Museu Arqueológico do Carmo
The Carmo church was built in 1389, prompted by the religious aspirations and devotion of its founder, the Constable of the Kingdom, D. Nuno Álvares Pereira. It was built on the hill next the hill of the S. Jorge Castle, and its grandeur and monumentality rival Lisbon’s Sé Cathedral and the Convent of S. Francisco. From its earliest years, this religious space was considered to symbolise the city of Lisbon and the national identity of Portugal, due to the fact that it is associated with one of the most famous Portuguese heroes of the Middle Ages. By choosing the Carmo church for his tomb, Nuno Álvares Pereira decisively left his mark on the whole history of the Gothic monument.
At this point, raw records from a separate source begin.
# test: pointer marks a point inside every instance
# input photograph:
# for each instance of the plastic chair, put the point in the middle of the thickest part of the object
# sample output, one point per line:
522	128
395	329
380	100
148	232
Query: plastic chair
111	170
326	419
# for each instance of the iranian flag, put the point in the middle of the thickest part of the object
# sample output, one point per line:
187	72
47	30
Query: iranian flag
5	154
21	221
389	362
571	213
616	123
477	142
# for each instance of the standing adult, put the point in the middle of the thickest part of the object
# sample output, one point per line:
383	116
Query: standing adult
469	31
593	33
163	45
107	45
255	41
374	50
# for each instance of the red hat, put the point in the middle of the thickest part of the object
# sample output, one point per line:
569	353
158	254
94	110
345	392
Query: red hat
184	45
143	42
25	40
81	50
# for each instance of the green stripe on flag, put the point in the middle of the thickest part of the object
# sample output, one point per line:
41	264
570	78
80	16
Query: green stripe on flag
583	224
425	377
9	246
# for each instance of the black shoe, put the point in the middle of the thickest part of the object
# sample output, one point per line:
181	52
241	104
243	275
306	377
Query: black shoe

Various additions and alterations were made to the church and convent through the years, adapting to new architectural and decorative tastes and styles, and it was transformed into one of the richest and most powerful construction in Lisbon. In 1755, the earthquake, which hit the city violently, caused serious damage to the building which was worsened by the subsequent fire that almost totally destroyed its interior. In 1756, its reconstruction began in the Neo-Gothic style, but stopped permanently in 1834 due to the abolition of the religious orders in Portugal. The pillars and arches of the naves date from this period of reconstruction and are genuine examples of experimental Neo-Gothic architecture. In the mid-19th century, a romantic taste for ruins and for old medieval monuments prevailed, and it was decided not to continue the reconstruction of the building, leaving the body of the church’s naves open to the sky. A magical scenario of ruins was created, which so pleased the nineteenth century aesthetes and today still enchants its contemporaries today. The Carmo Ruins were transformed into a memorial to the earthquake of 1755.
The Museu Arqueológico do Carmo, is installed there and was founded in 1864 by the first chairman of the Associação dos Arqueólogos Portugueses, Joaquim Possidónio Narciso da Silva (1806-1896). It was the first museum of Art and Archeology in the country, and was created to protect Portugal’s national heritage, which was increasingly dilapidated and run down, as a consequence of the abolition of the Religious Orders and the extensive damage caused during the French Invasions and the Liberal Wars.
During the first few years of its existence, it brought together a collection of numerous fragments of architecture and sculpture, as well as important sculptural funeral monuments, panels of decorative tiles, coats of arms and other objects of historical-artistic and archaeological interest. At the end of the 19th century and the third quarter of the 20th century, important collections of art and archaeology from different places entered the Museum, and included the collection of Roman epigraphy, the collection of Pre-Columbian ceramics and mummies and the original collection from the excavation Castro de Vila Nova de S. Pedro, in Azambuja (Calcolytic about 3500 BC.), today with about a thousand artefacts in a permanent exhibition.
For more than a century of its existence and service to the scientific community and general public, the Museu Arqueólogo do Carmo, has been cloaked in its “romantic aura”, offering a space for enjoying aesthetics, culture and contemplation in the heart of central Lisbon.